J, a very good friend from high school, is moving back to the Philippines with his wife, after five years of life abroad, and M and I, along with some other friends, met up with him on Monday. J's wife, in fact, has already resigned from her job and has been here since August, making preparations for a business that the couple will be launching by the end of the year.
On Wednesday, I shared a very nice conversation with A, whom I haven't seen in awhile, but of whom I expect to be seeing much more, as he is returning to the teaching profession beginning next semester.
On Saturday night, CD (whom I had also just had dinner with on Tuesday night) and I attended the wedding of another friend of ours from grade school/high school. The wedding was quite a reunion; several friends from high school whom we hadn't seen in years were present! There was much excited squealing; long after the program at the reception ended, people were still milling around, catching up with one another.
Finally, finally, finally ... it's done! After don't-ask-me-how-many years, I have finally earned my degree. My thesis defense on Friday went well, and Mike and my aunt prepared a wonderful salu-salo for my colleagues and me afterwards. (Thanks, Mike and Auntie W.!)
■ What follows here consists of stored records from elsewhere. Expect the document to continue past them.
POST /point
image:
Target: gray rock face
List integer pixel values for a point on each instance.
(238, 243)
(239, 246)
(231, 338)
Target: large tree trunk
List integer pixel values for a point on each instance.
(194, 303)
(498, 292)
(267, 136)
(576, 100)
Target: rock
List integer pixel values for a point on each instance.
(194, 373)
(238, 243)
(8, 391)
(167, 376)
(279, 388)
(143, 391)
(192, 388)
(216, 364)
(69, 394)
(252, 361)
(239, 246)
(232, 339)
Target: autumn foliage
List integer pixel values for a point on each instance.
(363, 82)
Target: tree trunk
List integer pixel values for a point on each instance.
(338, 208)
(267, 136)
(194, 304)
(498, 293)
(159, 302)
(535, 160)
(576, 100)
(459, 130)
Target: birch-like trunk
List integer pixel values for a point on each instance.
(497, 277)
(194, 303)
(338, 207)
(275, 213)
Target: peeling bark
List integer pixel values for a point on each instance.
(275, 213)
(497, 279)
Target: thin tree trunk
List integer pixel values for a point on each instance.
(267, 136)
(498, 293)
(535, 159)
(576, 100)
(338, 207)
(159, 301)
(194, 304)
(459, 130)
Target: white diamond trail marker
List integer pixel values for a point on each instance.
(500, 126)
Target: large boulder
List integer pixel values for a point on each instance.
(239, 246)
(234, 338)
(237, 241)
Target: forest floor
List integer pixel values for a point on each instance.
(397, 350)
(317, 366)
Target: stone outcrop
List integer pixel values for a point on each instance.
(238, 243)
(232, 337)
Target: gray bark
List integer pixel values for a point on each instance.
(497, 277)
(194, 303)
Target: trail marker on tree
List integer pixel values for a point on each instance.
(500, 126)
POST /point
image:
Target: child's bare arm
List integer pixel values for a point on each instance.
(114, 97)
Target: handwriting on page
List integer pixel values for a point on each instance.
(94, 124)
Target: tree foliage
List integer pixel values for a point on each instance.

So I've been pretty ecstatic since Friday, riding on a wave of relief and of a deep sense of accomplishment.
And now, wow, I can actually think about other things ....
I have a silly theory, well-known among my colleagues, that everybody is, deep down, an elitist of some sort. We've even had conversations about this at work, trying to identify what kind of elitist each colleague is: one is a literature elitist, another a nature elitist (looks down on people who don't enjoy nature), another a Filipiniana elitist, another a reverse-elitist (considers people who aren't pro-poor beneath him), another a comic book elitist ....
Well, I've found the perfect quiz to test my theory: The Elitist Quiz (from Tris' blog).
And this is what I am:
From Timbuktu to Tijuana, you know all about world culture and politics. You've seen it all, and what you haven't seen, you watched on one of the "smart people channels." Your friends tell you that you should run for governor.
What people love: You've always got a great story to tell.
What people hate: You make them feel like ignorant plebians. Sometimes you slip and CALL them plebians.
I got home from a dinner with friends late on Friday night, and I caught the breaking news reports on TV about the violence that had erupted in the Russian hostage crisis. The TV images--of half-naked children running desperately away from the school, many of them bloodied--disturbed me more than those of 9/11 had. It was most difficult to watch one particular scene (on CNN, I think) of a crying mother rubbing the face of her dead child that lay on the grass.
Depiscable, that anyone should use children in that way, and there are no words to describe such horror.
AP Photo/Ivan Sekretarev
AFP/Viktor Drachev
Let's pray for all the victims--those who died, those who survived, and those who are mourning.